Will Evangelicals follow the Pope's example?

by Kelly Ledbetter, |
Hungarian policemen observe migrants as they wait for buses in a makeshift camp at a collection point in the village of Roszke, Hungary, September 7, 2015. Hungary is the main entry point for migrants into Europe's borderless Schengen zone. | REUTERS/Laszlo Balogh

VATICAN CITY (Christian Examiner) – In an address to crowds of pilgrims in St. Peter's Square, Pope Francis exhorted European Catholics to minister to the latest wave of migrants by sheltering one family per parish.

"It's not enough to say have courage, hang in there," said the Pope. "May every parish, every religious community, every monastery, every sanctuary in Europe host a family, starting with my own diocese of Rome."

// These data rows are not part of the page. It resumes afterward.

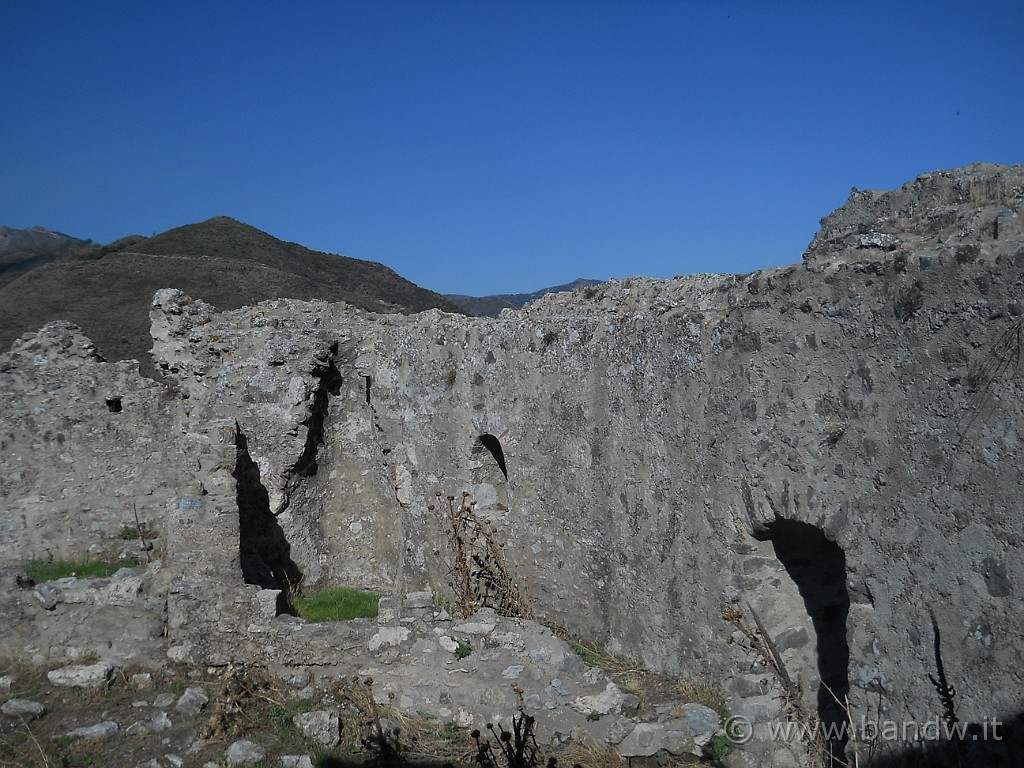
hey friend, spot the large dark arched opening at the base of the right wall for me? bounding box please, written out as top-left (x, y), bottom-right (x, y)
top-left (758, 519), bottom-right (850, 765)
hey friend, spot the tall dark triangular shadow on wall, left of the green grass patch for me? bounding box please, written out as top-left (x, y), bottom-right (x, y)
top-left (232, 427), bottom-right (302, 592)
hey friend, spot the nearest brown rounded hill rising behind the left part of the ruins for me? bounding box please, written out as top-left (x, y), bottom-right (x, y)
top-left (0, 216), bottom-right (465, 371)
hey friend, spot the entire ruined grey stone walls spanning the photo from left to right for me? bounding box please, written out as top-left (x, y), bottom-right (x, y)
top-left (0, 165), bottom-right (1024, 765)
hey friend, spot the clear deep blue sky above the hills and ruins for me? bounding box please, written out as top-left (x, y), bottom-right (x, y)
top-left (0, 0), bottom-right (1024, 295)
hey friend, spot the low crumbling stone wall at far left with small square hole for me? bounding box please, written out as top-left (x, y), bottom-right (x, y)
top-left (0, 323), bottom-right (186, 563)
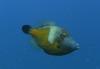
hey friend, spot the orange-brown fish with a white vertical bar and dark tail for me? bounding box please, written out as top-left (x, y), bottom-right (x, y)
top-left (22, 21), bottom-right (80, 56)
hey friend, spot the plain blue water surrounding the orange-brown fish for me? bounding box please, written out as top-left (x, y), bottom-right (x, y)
top-left (0, 0), bottom-right (100, 69)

On the heels of the most recent flood of migrants from Hungary into Germany and Austria, the Pope's comments could potentially offer protection and provision for tens of thousands of families.

The Pope said, "We are faced with a tragedy of tens of thousands of refugees in flight from death by war and by hunger and here on a journey of hope for their lives."

But countries like Germany, which has been accepting refugees with applause, are overwhelmed with people in need.

According to its 2015 update on populations of concern, UNHCR, the UN Refugee Agency, estimated that there were 11,699,278 refugees globally, over a million more than the previous year. These numbers are higher still due to the violence and persecution that ISIS has spread throughout the Middle East.

Some European countries are resistant or openly hostile to refugees; Hungary has laid barbed wire along its border with Serbia to deter refugees along a main route to Europe.

The prime minister of Hungary, Viktor Orban, identified the refugees as a threat to European Christianity. "Those arriving have been raised in another religion and represent a radically different culture," he said, according to the Washington Post.

The Pope's message of succor was unequivocal. "The Gospel calls us to be neighbors to the smallest and most abandoned, to give them concrete hope," he said.

To the Pope, this concrete hope requires every religious community to take responsibility for caring for a refugee family.

The Guardian reports the European commission is expected to release a proposal for EU member countries each to host some of an estimated 160,000 new refugees.